Students force Thai PM to shift party plan

April 16, 1999

If Thai prime minister Chuan Leekpai was expecting a warm welcome from his alma mater last month, he was sorely disappointed.

Students at Bangkok's prestigious Thammasat University, with little more than a letter to the rector, made Chuan scrap plans to hold a general assembly of his Democrat Party on the campus near the royal palace.

Their protest came after the prime minister controversially approved a military honour for a former dictator, ageing Field Marshal Thanom Kittichakorn, who presided over a massacre of students and pro-democracy demonstrators 25 years ago.

Chuan, a former Thammasat law student and Thailand's longest-serving elected civilian premier, has rejected growing calls from students and pro-democracy activists for him to apologise for giving his assent.

Thanom went into a three-year exile after the slaughter, which is seen as a milestone on Thailand's rocky road to democratic rule.He has refused the honour to avoid a confrontation.

According to official records, 73 people were killed and more than 800 injured in the October 14 1973 protests against military rule. Activists say the death toll was actually much higher.

Thammasat itself was the scene of another massacre of protesting students in 1976, when Thanom returned to Thailand.

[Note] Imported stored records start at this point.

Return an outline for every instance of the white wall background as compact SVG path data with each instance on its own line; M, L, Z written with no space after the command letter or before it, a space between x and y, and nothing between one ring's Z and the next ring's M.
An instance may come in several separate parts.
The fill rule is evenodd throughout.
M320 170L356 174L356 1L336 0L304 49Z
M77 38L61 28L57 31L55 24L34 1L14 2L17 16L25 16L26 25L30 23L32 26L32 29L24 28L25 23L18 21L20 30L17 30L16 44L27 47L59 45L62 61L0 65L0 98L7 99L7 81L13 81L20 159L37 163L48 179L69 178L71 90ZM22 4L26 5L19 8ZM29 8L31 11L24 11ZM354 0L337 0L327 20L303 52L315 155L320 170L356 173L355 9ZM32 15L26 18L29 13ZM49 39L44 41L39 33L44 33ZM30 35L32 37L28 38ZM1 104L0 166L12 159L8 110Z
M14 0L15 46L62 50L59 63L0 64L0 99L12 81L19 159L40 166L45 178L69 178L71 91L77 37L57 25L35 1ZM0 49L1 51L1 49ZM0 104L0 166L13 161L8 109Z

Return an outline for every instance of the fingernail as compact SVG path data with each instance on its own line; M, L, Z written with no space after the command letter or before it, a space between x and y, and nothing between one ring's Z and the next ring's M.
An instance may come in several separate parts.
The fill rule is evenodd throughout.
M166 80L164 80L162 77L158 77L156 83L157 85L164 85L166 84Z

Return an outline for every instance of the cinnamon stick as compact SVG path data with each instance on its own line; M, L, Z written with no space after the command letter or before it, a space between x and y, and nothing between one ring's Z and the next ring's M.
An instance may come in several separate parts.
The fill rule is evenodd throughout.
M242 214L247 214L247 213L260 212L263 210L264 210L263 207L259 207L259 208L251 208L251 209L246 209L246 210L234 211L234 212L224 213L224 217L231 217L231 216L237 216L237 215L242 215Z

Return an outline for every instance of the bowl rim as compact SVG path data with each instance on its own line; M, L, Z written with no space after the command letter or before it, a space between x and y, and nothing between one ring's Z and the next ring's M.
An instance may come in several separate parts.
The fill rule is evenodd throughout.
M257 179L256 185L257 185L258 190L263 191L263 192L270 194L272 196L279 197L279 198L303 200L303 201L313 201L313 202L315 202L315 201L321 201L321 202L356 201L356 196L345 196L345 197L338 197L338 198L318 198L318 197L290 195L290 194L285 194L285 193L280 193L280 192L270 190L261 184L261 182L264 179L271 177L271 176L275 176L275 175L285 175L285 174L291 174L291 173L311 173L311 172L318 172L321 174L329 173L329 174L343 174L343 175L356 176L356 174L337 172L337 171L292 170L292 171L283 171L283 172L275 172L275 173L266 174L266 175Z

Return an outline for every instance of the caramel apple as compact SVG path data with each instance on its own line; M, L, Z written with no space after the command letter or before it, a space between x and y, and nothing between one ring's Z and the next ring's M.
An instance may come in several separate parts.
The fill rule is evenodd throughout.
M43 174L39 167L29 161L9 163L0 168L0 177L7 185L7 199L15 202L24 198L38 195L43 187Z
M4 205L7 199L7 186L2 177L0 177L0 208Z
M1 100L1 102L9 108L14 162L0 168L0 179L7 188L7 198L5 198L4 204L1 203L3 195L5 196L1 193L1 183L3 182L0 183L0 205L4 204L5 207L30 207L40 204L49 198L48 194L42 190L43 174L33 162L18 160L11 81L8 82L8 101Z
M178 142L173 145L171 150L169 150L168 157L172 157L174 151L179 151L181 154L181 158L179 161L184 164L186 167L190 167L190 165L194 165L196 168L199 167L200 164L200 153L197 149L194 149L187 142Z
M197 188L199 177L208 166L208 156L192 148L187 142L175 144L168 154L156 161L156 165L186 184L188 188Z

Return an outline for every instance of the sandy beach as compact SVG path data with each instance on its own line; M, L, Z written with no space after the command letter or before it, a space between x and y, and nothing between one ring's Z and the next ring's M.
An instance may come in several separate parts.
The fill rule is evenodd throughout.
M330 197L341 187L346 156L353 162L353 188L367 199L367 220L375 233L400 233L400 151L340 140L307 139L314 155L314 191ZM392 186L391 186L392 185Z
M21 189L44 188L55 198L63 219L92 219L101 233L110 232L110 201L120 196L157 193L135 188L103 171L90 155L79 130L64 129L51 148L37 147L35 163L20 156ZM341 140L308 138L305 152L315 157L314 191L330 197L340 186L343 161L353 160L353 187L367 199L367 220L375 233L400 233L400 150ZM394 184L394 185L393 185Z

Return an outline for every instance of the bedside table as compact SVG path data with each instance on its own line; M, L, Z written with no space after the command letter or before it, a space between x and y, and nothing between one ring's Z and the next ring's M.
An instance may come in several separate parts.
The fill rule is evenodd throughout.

Although protests on the campus had appeared unlikely, the Democrat Party moved its meeting to a Bangkok hotel to avoid a fuss. The last-minute decision came despite the insistence of Thammasat rector Naris Chaiyasut that it would still be welcome to use the campus. "All political parties, NGOs and private-sector organisations are welcome. Thammasat is a public institution so we should treat everyone equally," he told The THES.

The students also want Chuan to step down as an honorary member of the university council.